To divide fractions, you can multiply the first fraction by the reciprocal of the second fraction. The reciprocal of a fraction is obtained by swapping its numerator and denominator.
Given:
\[ \frac{2}{2z-2} ÷ \frac{7}{6} \]
Step 1: Find the reciprocal of the second fraction:
\[ \frac{7}{6} \text{ becomes } \frac{6}{7} \]
Step 2: Multiply the first fraction by the reciprocal of the second fraction:
\[ \frac{2}{2z-2} \times \frac{6}{7} \]
Step 3: Multiply the numerators and denominators:
\[ \frac{2 \times 6}{(2z-2) \times 7} = \frac{12}{14z-14} \]
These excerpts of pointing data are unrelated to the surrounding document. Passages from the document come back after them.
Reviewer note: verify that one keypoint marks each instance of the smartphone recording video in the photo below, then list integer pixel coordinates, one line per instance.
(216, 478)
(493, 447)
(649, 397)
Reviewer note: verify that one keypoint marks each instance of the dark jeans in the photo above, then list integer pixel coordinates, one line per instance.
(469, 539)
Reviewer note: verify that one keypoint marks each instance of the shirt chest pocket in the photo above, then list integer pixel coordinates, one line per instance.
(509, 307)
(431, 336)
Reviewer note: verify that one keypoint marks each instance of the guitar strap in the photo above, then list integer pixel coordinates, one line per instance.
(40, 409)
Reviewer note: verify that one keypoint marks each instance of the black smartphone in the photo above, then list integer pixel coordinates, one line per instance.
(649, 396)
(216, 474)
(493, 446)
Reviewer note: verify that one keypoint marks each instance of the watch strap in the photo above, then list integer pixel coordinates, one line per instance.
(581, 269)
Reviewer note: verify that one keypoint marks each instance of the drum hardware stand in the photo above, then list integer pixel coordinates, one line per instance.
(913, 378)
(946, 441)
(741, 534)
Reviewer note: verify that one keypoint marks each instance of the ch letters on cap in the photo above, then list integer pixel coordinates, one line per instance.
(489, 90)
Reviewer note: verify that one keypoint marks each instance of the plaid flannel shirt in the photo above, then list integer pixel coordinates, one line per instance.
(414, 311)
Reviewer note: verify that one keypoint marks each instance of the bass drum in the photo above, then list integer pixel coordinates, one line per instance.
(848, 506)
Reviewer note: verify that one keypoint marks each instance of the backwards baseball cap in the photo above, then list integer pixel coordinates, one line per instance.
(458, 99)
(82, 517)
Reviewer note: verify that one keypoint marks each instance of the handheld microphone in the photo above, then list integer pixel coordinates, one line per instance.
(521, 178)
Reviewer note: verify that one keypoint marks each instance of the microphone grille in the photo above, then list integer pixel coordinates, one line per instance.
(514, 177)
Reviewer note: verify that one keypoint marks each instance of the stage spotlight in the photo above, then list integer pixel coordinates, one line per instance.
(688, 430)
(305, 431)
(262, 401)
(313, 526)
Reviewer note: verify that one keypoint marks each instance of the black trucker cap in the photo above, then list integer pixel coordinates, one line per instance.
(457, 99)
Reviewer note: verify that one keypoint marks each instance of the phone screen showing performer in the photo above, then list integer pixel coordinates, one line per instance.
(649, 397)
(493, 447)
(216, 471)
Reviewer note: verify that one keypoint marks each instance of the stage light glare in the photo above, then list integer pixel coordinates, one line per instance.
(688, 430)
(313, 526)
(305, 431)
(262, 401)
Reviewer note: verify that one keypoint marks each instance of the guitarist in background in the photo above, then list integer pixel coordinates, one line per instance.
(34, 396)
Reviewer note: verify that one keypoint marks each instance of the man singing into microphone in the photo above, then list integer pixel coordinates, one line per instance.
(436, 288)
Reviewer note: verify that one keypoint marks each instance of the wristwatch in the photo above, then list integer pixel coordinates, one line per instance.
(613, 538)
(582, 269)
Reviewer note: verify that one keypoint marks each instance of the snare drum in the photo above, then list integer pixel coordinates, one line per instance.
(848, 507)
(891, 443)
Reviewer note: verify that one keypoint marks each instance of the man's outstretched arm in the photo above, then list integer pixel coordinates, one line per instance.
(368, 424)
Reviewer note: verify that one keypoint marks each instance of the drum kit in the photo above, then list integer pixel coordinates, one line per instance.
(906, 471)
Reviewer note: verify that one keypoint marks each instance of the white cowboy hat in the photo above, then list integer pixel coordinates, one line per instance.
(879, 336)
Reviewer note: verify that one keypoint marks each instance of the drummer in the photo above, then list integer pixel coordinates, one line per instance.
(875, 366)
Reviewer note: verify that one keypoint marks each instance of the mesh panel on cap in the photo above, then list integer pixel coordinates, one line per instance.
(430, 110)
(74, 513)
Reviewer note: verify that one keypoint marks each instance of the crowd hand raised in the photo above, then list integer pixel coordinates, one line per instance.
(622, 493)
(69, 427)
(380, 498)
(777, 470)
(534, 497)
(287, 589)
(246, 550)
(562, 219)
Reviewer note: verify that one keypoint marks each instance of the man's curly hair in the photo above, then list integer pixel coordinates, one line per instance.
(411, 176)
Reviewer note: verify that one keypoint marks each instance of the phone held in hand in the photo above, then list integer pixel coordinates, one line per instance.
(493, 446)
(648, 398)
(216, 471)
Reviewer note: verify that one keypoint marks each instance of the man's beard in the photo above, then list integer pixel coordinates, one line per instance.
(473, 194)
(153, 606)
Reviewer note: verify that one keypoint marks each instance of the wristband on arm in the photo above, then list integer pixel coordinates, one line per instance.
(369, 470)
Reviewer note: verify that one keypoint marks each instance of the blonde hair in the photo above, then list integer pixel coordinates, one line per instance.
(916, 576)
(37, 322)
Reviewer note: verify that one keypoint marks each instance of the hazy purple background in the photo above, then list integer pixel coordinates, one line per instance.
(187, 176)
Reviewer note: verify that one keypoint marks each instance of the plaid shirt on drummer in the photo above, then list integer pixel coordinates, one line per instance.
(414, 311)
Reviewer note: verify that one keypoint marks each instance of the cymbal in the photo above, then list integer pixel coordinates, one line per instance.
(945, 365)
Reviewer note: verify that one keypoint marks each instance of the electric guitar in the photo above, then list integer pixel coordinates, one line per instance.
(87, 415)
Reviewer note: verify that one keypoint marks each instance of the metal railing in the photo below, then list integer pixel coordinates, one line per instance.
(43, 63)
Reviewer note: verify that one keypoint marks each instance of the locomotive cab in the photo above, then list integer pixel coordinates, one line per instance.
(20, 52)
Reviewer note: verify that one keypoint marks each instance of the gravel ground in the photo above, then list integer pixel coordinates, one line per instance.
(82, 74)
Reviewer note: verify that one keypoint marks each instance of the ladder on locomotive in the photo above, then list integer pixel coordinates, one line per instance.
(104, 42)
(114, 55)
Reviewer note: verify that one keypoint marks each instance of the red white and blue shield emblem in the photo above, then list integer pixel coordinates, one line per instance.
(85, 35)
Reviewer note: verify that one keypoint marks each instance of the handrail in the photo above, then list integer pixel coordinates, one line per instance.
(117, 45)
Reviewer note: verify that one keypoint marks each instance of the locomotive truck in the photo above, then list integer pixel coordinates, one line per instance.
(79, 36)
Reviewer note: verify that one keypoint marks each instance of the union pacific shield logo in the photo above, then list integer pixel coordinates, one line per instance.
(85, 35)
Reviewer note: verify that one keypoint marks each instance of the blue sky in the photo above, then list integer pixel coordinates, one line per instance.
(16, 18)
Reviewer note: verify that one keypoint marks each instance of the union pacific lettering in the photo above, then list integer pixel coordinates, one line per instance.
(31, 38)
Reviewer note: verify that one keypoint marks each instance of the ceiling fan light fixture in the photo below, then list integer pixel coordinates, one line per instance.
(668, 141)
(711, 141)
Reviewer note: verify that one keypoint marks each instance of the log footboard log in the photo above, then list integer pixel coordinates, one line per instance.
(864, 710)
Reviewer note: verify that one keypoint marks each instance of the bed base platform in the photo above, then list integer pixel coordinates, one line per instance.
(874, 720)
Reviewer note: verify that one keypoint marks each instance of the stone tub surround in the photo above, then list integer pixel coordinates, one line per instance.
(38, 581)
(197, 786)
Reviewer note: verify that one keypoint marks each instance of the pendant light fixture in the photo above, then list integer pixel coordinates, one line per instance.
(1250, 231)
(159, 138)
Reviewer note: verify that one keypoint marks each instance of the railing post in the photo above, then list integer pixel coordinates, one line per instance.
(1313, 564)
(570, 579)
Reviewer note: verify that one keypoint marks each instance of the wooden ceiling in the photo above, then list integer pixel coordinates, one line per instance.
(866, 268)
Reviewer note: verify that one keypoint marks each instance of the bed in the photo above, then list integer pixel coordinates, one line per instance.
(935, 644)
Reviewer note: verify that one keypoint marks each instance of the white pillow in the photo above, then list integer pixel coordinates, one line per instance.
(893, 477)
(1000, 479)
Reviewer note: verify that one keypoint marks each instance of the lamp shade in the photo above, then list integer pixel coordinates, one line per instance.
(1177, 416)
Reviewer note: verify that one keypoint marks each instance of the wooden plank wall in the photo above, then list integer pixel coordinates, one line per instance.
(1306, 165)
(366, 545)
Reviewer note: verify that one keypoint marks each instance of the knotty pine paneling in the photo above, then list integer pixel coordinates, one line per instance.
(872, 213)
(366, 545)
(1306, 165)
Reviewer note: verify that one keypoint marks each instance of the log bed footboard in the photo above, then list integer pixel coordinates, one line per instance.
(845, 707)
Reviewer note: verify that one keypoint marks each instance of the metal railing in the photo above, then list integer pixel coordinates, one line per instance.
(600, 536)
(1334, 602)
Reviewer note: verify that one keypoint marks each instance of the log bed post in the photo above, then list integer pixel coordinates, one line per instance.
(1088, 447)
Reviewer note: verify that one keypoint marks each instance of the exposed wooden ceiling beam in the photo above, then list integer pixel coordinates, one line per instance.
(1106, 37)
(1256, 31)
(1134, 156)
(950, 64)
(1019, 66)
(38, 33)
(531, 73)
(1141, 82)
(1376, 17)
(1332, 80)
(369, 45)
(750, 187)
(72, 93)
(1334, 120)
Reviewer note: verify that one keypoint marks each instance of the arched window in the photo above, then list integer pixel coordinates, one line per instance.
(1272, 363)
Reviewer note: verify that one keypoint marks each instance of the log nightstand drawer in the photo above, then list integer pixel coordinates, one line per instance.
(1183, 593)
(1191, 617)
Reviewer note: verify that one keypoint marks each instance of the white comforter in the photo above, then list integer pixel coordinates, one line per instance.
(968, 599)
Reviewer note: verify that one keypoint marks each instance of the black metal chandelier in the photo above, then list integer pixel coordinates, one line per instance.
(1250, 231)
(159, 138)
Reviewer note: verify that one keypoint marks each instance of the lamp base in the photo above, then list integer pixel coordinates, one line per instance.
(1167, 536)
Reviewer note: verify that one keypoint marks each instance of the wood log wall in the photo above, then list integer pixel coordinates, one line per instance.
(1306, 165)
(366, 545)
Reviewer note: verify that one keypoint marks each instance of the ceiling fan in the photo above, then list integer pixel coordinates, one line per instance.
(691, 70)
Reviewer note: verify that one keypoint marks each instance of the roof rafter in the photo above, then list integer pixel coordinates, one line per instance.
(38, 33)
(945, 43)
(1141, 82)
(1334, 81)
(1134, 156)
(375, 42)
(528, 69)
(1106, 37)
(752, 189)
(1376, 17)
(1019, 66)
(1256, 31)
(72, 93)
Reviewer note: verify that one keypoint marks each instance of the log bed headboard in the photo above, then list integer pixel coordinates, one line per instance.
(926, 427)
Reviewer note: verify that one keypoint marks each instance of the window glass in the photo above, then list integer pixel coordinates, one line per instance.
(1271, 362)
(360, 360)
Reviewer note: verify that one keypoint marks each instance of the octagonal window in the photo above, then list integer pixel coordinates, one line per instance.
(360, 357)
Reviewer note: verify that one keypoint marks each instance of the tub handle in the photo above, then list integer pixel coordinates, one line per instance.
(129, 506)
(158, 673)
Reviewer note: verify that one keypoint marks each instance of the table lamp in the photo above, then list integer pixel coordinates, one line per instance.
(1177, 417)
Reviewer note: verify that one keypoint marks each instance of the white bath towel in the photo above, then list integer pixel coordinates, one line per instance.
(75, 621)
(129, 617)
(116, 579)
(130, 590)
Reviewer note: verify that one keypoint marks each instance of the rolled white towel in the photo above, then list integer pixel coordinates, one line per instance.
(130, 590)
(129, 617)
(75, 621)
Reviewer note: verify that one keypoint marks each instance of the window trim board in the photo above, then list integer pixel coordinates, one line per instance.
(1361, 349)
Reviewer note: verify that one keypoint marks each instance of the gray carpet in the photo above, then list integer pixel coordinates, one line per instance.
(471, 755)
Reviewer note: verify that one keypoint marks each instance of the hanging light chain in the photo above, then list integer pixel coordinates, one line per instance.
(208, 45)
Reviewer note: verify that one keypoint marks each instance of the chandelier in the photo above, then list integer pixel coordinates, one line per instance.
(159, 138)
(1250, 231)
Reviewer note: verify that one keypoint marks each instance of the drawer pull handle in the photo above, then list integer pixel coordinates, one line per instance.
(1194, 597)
Step 4: Simplify the fraction if possible. Notice that both numerator and denominator have a common factor of 2:
\[ \frac{12}{14z-14} = \frac{12}{2(7z-7)} = \frac{12}{2 \cdot 7(z-1)} = \frac{12}{14(z-1)} \]
So the final answer is:
\[ \frac{12}{14(z-1)} \]
Alternatively, if you notice from the beginning that simplification might make things easier:
Given:
\[ \frac{2}{2(z-1)} ÷ \frac{7}{6} \]
\[ \frac{2}{2(z-1)} \times \frac{6}{7} = \frac{2 \times 6}{2(z-1) \times 7} = \frac{12}{14(z-1)} \]
So in both approaches, you get:
\[ \frac{12}{14(z-1)} \]
divide these fractions.
2/2z-2 ÷ 7/6
3 answers
the answer was
3z/7z-7
3z/7z-7
Thank you for sharing the expected answer. Let's re-evaluate the problem and see how we can arrive at the result of \(\frac{3z}{7z-7}\).
Given:
\[ \frac{2}{2z-2} ÷ \frac{7}{6} \]
Step 1: Convert the division into multiplication using the reciprocal of the second fraction:
\[ \frac{2}{2z-2} \times \frac{6}{7} \]
Step 2: Observe that \(2z - 2\) can be factored:
\[ 2z - 2 = 2(z - 1) \]
So the fraction \(\frac{2}{2(z-1)}\) becomes:
\[ \frac{2}{2(z-1)} \]
Step 3: Now, multiply:
\[ \frac{2}{2(z-1)} \times \frac{6}{7} \]
Step 4: Simplify before multiplying:
\[ \frac{2 \times 6}{2 \cdot 7(z-1)} \]
The 2 in the numerator and the 2 in the denominator cancel each other:
\[ \frac{6}{7(z-1)} \]
Step 5: Simplify further:
\[ \frac{6}{7z - 7} \]
Since we are getting \(\frac{6}{7z-7}\) instead of \(\frac{3z}{7z-7}\), and your expected answer is \( \frac{3z}{7z-7} \), it indicates there might be a misunderstanding or a different approach. If we had something like \(\frac{3(2z)}{7(2z) - 7 \cdot 1} = \frac{6z}{14z - 7}\), it benefits checking the result explore specific cases or context of the problem for clarifications.
The critical steps are ensuring careful attention to handling expressions and transformations that align with your meanings.
Given:
\[ \frac{2}{2z-2} ÷ \frac{7}{6} \]
Step 1: Convert the division into multiplication using the reciprocal of the second fraction:
\[ \frac{2}{2z-2} \times \frac{6}{7} \]
Step 2: Observe that \(2z - 2\) can be factored:
\[ 2z - 2 = 2(z - 1) \]
So the fraction \(\frac{2}{2(z-1)}\) becomes:
\[ \frac{2}{2(z-1)} \]
Step 3: Now, multiply:
\[ \frac{2}{2(z-1)} \times \frac{6}{7} \]
Step 4: Simplify before multiplying:
\[ \frac{2 \times 6}{2 \cdot 7(z-1)} \]
The 2 in the numerator and the 2 in the denominator cancel each other:
\[ \frac{6}{7(z-1)} \]
Step 5: Simplify further:
\[ \frac{6}{7z - 7} \]
Since we are getting \(\frac{6}{7z-7}\) instead of \(\frac{3z}{7z-7}\), and your expected answer is \( \frac{3z}{7z-7} \), it indicates there might be a misunderstanding or a different approach. If we had something like \(\frac{3(2z)}{7(2z) - 7 \cdot 1} = \frac{6z}{14z - 7}\), it benefits checking the result explore specific cases or context of the problem for clarifications.
The critical steps are ensuring careful attention to handling expressions and transformations that align with your meanings.